Background task in reactive pipeline (Fire-and-forget)


I have a reactive pipeline to process incoming requests. For each request I need to call a business-relevant function (doSomeRelevantProcessing).

After that is done, I need to notify some external service about what happened. That part of the pipeline should not increase the overall response time. Also, notifying this external system is not business critical: giving a quick response after the main part of the pipeline is finished is more important than making sure the notification is successful.
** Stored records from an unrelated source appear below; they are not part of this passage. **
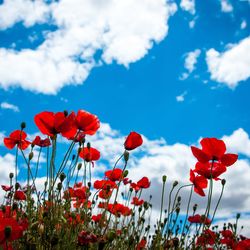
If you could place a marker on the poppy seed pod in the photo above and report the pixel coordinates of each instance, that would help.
(23, 125)
(126, 156)
(164, 178)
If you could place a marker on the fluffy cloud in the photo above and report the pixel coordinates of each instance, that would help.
(226, 6)
(156, 158)
(181, 97)
(232, 66)
(190, 62)
(6, 105)
(84, 27)
(188, 5)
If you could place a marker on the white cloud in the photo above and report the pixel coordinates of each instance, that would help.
(188, 5)
(84, 27)
(232, 66)
(226, 6)
(181, 97)
(243, 24)
(156, 158)
(190, 63)
(27, 11)
(6, 105)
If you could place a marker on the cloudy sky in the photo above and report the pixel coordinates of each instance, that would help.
(174, 71)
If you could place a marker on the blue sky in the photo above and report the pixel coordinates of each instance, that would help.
(190, 82)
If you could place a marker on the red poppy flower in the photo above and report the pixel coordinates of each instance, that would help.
(119, 209)
(133, 141)
(143, 182)
(41, 142)
(17, 137)
(207, 238)
(114, 175)
(142, 244)
(243, 245)
(105, 194)
(213, 149)
(50, 123)
(210, 169)
(96, 218)
(90, 154)
(87, 122)
(19, 195)
(104, 184)
(137, 202)
(6, 188)
(199, 219)
(200, 182)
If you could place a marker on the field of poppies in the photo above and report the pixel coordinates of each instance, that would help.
(74, 212)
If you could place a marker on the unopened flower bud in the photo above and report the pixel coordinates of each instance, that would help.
(65, 113)
(17, 186)
(125, 173)
(7, 232)
(31, 154)
(126, 156)
(164, 178)
(62, 177)
(175, 183)
(79, 166)
(23, 125)
(59, 186)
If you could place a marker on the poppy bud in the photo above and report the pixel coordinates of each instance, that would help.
(23, 125)
(126, 156)
(7, 232)
(195, 207)
(59, 186)
(125, 173)
(17, 186)
(65, 112)
(31, 154)
(62, 177)
(79, 166)
(164, 178)
(175, 183)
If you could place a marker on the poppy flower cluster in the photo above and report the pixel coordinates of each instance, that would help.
(212, 162)
(107, 213)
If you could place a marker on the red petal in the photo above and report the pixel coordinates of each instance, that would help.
(45, 122)
(18, 135)
(213, 147)
(229, 159)
(9, 143)
(87, 122)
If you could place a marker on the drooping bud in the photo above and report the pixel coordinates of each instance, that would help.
(79, 166)
(23, 125)
(164, 178)
(126, 156)
(31, 154)
(62, 177)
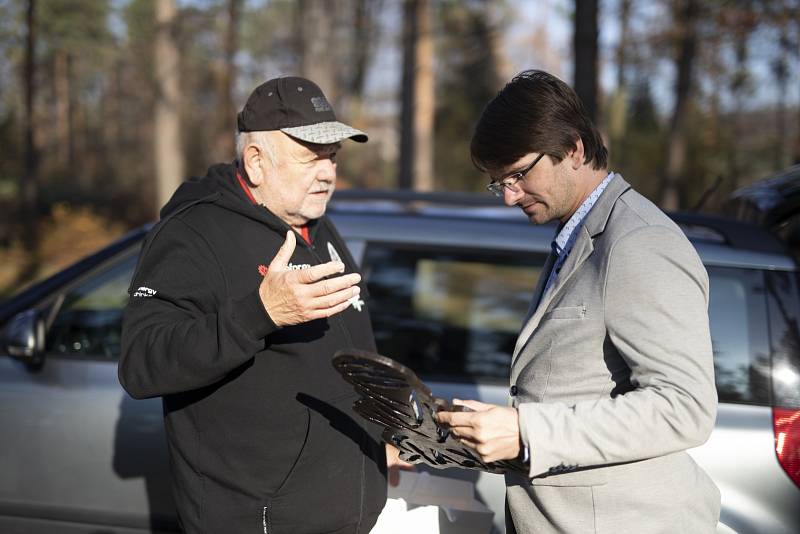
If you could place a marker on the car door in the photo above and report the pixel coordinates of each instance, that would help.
(452, 313)
(77, 454)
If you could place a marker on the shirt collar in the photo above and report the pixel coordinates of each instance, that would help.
(566, 232)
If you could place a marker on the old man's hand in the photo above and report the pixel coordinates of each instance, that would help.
(491, 430)
(298, 296)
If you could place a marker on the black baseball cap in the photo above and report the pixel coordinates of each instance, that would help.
(297, 107)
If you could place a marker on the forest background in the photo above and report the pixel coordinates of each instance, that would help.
(107, 105)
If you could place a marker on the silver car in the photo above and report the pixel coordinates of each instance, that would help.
(449, 280)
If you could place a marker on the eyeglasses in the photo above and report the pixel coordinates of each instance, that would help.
(509, 182)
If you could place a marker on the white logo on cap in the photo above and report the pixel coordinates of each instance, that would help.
(320, 104)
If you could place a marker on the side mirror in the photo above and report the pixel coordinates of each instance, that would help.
(23, 338)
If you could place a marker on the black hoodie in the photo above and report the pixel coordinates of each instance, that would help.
(261, 431)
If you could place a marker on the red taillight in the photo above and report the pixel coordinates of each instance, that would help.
(786, 422)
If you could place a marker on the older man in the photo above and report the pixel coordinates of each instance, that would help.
(243, 292)
(612, 377)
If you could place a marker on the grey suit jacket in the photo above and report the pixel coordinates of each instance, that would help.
(615, 380)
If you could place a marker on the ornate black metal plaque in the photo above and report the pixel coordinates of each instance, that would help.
(393, 397)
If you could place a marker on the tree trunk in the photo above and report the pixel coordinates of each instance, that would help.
(585, 48)
(686, 22)
(618, 113)
(169, 161)
(28, 187)
(61, 79)
(418, 98)
(315, 45)
(223, 145)
(362, 46)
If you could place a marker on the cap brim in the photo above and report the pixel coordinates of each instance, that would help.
(325, 133)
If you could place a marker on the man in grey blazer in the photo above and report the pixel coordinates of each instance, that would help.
(612, 377)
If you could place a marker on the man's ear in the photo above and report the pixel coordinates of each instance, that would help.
(252, 159)
(576, 156)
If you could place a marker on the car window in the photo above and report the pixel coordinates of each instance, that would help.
(739, 334)
(449, 314)
(88, 322)
(785, 338)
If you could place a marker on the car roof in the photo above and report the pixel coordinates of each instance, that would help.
(467, 219)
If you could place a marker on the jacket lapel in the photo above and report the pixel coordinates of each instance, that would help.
(593, 225)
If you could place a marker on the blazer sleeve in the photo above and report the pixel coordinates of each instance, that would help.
(181, 329)
(656, 317)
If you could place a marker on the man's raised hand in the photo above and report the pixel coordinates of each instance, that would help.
(299, 296)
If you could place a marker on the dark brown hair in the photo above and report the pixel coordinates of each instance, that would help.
(534, 112)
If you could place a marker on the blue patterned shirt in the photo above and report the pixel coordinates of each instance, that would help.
(568, 233)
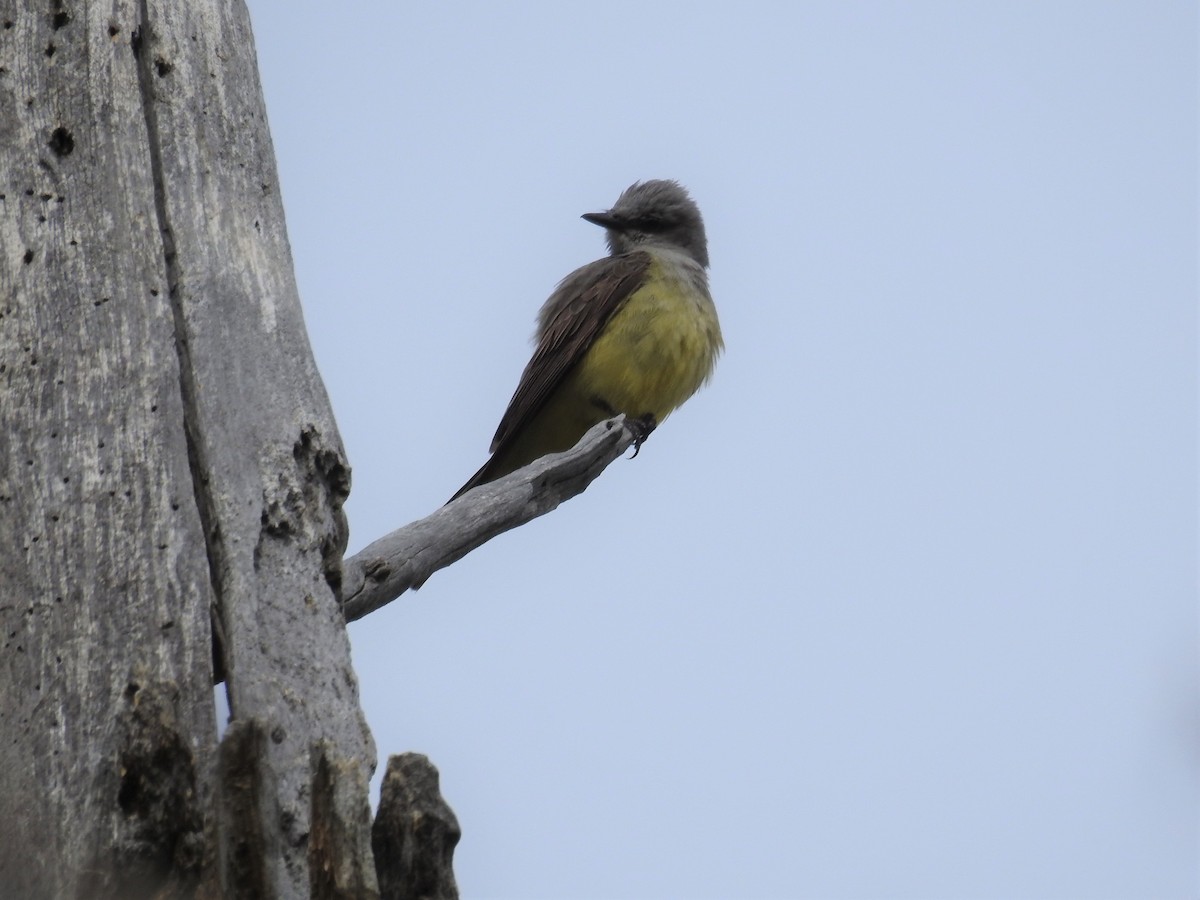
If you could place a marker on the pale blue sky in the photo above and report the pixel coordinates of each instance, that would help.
(904, 605)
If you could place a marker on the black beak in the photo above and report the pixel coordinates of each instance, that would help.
(605, 220)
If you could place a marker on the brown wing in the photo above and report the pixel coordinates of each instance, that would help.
(569, 322)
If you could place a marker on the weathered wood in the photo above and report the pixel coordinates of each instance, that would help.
(406, 558)
(265, 445)
(106, 707)
(167, 460)
(414, 833)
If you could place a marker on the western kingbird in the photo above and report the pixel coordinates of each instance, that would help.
(635, 333)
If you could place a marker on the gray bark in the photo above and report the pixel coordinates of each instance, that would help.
(414, 833)
(406, 558)
(168, 462)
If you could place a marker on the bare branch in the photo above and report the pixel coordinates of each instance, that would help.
(407, 557)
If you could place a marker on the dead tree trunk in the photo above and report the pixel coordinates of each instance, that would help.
(171, 479)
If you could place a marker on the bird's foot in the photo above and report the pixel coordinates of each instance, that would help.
(641, 426)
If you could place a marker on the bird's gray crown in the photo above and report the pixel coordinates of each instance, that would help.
(658, 213)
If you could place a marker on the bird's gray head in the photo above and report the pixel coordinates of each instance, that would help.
(654, 214)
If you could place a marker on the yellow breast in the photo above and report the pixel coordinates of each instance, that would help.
(659, 348)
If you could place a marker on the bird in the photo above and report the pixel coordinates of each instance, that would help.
(633, 333)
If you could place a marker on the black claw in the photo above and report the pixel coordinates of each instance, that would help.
(641, 426)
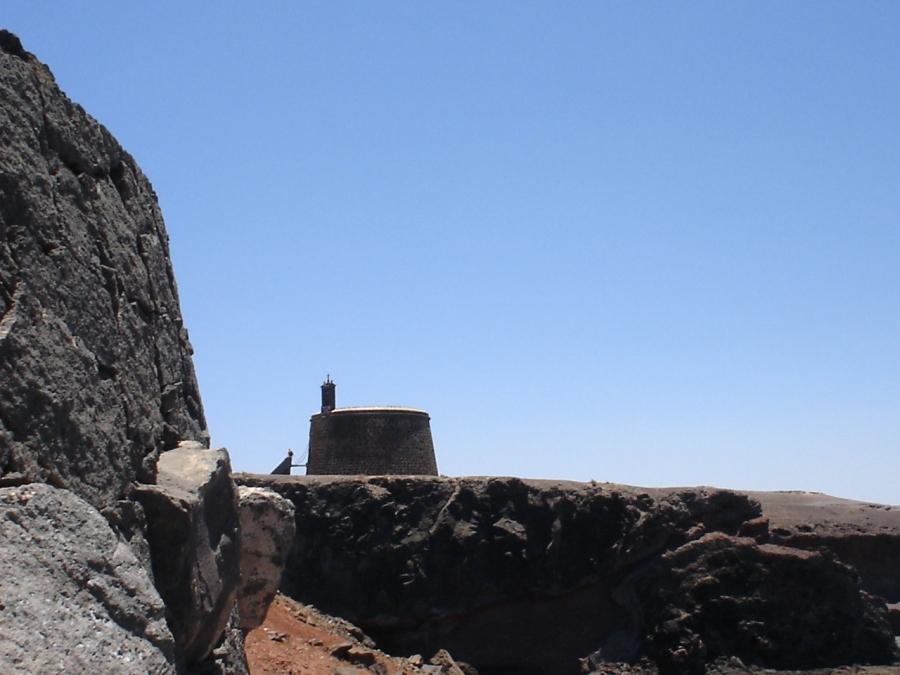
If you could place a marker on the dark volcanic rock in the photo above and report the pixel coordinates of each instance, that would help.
(73, 597)
(94, 359)
(530, 576)
(771, 606)
(193, 530)
(866, 536)
(504, 573)
(267, 535)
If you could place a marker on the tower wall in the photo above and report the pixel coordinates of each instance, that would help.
(371, 441)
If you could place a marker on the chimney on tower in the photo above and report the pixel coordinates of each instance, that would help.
(327, 395)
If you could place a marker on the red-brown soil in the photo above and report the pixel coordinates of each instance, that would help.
(296, 639)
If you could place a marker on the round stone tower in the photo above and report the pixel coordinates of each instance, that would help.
(369, 441)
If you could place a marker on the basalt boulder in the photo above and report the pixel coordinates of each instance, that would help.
(267, 534)
(193, 530)
(73, 597)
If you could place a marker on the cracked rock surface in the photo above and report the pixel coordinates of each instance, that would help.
(73, 597)
(94, 358)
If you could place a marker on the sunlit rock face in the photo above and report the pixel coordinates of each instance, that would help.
(95, 362)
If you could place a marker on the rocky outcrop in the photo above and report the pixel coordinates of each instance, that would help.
(863, 535)
(771, 606)
(193, 530)
(97, 380)
(531, 576)
(73, 597)
(94, 358)
(267, 534)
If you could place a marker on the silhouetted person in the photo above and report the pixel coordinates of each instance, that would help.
(284, 469)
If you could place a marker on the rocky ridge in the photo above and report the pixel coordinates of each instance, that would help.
(120, 528)
(94, 357)
(571, 575)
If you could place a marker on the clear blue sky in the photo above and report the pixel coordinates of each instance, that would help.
(648, 243)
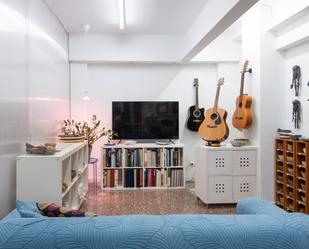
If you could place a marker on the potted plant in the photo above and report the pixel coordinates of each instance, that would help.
(91, 132)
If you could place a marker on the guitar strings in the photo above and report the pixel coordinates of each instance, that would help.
(296, 79)
(296, 114)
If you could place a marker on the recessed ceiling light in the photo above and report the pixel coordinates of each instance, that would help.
(122, 14)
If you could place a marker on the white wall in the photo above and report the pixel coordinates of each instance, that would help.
(152, 82)
(102, 47)
(34, 76)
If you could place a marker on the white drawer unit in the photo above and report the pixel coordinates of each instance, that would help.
(42, 178)
(225, 174)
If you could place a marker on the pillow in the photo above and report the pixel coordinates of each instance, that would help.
(53, 210)
(27, 209)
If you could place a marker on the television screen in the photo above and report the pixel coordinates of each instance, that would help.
(146, 120)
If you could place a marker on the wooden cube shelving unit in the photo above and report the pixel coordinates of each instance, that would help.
(291, 174)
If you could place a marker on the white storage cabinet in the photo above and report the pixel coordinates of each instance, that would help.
(39, 178)
(225, 174)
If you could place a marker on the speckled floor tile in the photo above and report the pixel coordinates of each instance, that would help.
(180, 201)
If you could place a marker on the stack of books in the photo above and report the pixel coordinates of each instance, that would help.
(153, 158)
(284, 134)
(174, 178)
(112, 178)
(173, 157)
(112, 158)
(134, 157)
(153, 178)
(133, 178)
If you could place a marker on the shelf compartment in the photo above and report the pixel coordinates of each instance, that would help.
(112, 178)
(153, 156)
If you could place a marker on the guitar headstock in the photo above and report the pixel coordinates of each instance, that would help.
(220, 82)
(195, 83)
(245, 68)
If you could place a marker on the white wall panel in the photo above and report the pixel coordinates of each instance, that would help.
(34, 79)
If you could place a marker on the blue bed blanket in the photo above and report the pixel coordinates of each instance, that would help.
(171, 231)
As far as I learned, the only way to run something in the background without slowing down the overall process is to subscribe to in directly in the pipeline, thus achieving a fire-and-forget mentality.

Is there a good alternative to subscribing inside the flatmap? I am a little worried about what might happen if notifying the external service takes longer than the original processing and a lot of requests are coming in at once. Could this lead to a memory exhaustion or the overall process to block?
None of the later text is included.